Streaming Gems is an ongoing feature where we discuss movies recently released on streaming services (Netflix, Amazon Prime, Hulu) that are worth your time.
RATING: ★★ 1/2 (out of four stars)
The Babysitter was released on Netflix back in October. I’ve seen it advertised on the streaming service, but kept putting it off. Well, I finally checked it out and I’m pleasantly surprised with how much I liked it. Is it a good movie? Not necessarily. But is it a fun movie? Very much so. The Babysitter is one of those movies that has bad acting and a ridiculous plot, but you can’t help but like what you see and go along with what plays out.
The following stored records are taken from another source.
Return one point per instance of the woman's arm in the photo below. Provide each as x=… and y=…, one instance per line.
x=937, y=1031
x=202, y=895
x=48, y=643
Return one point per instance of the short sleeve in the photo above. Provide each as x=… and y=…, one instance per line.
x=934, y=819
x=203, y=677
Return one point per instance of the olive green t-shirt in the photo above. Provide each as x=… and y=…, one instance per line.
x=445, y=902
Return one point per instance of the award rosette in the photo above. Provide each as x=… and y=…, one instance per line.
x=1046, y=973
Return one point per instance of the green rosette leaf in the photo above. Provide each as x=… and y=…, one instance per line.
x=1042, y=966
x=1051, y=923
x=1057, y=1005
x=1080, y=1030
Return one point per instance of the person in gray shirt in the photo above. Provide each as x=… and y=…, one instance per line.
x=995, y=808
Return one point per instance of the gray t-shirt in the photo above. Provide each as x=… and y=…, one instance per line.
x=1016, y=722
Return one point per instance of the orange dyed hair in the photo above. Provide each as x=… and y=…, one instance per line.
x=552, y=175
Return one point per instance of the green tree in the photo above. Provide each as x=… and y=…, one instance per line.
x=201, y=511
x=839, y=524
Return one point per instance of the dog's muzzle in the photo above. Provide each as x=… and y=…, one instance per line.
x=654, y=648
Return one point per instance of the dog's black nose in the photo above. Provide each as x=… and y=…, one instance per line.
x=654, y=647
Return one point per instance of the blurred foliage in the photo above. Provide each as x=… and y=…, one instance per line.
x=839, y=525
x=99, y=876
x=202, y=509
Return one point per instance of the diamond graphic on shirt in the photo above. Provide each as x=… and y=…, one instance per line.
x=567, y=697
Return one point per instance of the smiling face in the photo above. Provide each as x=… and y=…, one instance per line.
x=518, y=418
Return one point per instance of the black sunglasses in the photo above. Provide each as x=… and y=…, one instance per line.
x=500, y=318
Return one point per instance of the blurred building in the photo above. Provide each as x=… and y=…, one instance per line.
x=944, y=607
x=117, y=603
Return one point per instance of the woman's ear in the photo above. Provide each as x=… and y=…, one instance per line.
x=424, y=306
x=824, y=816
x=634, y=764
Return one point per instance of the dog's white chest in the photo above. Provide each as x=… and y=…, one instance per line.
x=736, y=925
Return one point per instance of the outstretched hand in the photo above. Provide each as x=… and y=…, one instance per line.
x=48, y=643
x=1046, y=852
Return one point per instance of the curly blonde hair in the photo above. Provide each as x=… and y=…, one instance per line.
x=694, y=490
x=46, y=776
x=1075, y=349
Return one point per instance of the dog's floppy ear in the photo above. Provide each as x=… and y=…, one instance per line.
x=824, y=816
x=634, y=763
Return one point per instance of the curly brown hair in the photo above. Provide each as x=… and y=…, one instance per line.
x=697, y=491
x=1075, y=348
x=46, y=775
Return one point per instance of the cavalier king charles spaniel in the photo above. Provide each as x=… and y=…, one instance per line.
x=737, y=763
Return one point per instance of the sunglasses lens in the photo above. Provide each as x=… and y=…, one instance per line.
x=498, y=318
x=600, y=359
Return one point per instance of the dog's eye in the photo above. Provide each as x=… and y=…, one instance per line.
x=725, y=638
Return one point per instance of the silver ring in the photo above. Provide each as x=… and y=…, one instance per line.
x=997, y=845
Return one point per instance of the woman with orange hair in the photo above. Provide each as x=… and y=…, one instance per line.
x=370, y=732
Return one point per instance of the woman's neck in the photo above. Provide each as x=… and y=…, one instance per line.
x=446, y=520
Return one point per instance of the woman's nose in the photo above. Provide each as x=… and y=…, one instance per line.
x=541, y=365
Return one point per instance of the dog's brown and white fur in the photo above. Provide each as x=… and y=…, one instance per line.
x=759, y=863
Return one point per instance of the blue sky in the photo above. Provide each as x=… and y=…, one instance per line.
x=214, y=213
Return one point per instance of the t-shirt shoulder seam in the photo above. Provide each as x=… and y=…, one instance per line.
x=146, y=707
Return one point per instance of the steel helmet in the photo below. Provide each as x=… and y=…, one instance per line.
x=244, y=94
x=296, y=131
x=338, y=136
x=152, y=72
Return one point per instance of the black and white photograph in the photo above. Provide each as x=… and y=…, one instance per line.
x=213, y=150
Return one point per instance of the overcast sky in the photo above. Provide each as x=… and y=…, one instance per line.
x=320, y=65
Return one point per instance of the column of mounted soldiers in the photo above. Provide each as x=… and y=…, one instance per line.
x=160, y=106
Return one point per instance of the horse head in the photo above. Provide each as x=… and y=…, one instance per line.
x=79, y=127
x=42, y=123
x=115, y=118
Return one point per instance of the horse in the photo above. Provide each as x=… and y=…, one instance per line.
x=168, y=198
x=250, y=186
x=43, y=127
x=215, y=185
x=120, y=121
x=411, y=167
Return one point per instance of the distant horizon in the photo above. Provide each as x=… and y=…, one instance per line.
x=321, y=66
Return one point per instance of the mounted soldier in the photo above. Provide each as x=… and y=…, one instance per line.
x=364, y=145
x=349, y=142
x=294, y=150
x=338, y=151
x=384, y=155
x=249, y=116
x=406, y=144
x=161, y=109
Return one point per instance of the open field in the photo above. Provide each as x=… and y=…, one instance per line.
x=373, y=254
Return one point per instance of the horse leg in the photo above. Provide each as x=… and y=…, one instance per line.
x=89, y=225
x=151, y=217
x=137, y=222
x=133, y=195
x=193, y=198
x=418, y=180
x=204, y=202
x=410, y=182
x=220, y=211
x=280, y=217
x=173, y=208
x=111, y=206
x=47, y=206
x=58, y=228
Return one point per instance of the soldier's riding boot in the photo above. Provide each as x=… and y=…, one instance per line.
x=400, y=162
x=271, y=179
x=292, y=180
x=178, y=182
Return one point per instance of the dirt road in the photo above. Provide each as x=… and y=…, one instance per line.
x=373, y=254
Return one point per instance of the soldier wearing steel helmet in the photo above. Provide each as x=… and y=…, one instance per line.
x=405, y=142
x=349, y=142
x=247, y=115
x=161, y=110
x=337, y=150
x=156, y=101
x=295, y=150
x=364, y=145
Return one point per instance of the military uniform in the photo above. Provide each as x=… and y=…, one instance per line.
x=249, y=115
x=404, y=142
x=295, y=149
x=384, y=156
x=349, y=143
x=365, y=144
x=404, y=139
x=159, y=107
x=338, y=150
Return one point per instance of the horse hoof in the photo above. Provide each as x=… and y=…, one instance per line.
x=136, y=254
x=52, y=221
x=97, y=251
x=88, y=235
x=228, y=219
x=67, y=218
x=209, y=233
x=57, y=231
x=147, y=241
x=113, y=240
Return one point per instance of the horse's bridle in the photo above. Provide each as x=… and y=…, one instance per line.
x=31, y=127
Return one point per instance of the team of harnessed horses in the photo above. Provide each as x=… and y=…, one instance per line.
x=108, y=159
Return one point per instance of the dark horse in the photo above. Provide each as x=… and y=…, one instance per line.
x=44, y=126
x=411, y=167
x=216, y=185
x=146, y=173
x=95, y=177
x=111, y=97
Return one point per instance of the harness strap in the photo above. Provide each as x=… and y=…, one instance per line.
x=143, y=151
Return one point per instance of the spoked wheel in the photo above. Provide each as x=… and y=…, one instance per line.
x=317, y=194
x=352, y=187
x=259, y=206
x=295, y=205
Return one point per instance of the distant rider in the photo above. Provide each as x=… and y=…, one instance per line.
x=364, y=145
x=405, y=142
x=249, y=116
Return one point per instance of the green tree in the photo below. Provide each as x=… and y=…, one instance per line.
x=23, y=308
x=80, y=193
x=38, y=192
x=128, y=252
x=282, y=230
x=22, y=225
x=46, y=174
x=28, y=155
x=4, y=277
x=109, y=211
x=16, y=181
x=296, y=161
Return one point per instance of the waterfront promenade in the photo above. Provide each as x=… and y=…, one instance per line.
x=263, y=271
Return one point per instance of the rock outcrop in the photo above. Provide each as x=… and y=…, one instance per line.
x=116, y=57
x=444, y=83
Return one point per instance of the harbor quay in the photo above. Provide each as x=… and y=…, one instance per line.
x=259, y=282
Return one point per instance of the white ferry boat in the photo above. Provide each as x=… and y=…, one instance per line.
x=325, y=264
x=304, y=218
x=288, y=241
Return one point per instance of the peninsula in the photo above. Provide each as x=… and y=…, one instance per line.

The story follows Cole (Judah Lewis), a kid in middle school who gets picked on all the time and is one of the few people around his age that still has a babysitter. Bee (Samara Weaving) is the babysitter and she is the typical attractive blonde girl every 12-year-old boy would have a crush on. Cole decides to stay up one night and spy on Bee, where he witnesses something out of the ordinary. And this is where the movie gets extremely campy and cheesy, as we find out that Bee is part of a satanic cult and needs Cole’s blood since he’s pure. The plot is crazy, but one thing The Babysitter never fails to keep you entertained.
Oddly enough, The Babysitter feels like a knockoff of an Edgar Wright film. Director McG, who you may remember directed the below average Terminator: Salvation, seems to have drawn inspiration from Wright’s cult classic Scott Pilgrim vs. The World. A lot of the camera moves and character intros certainly feel like pages taken out of a comic book and it totally works for the tone and story of The Babysitter. Though as ridiculous as the story is, I think this fairly new Netflix original film is important to the horror genre because it attempts to reinvent it. Does it always succeed? No, but it does have some moments that are nicely executed. And by the end of it, the coming of age theme planted within the opening minutes of the film comes full circle.
As far as the acting goes, the supporting cast is pretty bad, but it doesn’t ruin the movie; in fact, it adds to the cheesiness. From the technical side, the cinematography was cool except from numerous light leaks on establishing wide shots. The biggest issue with The Babysitter is that it loses steam in the last 15 minutes. While this isn’t a film you take seriously, I found myself wanting it to end sooner rather than later. However, if you’re looking to past the time with a quick watch, I highly recommend you check out The Babysitter, which is now streaming on Netflix.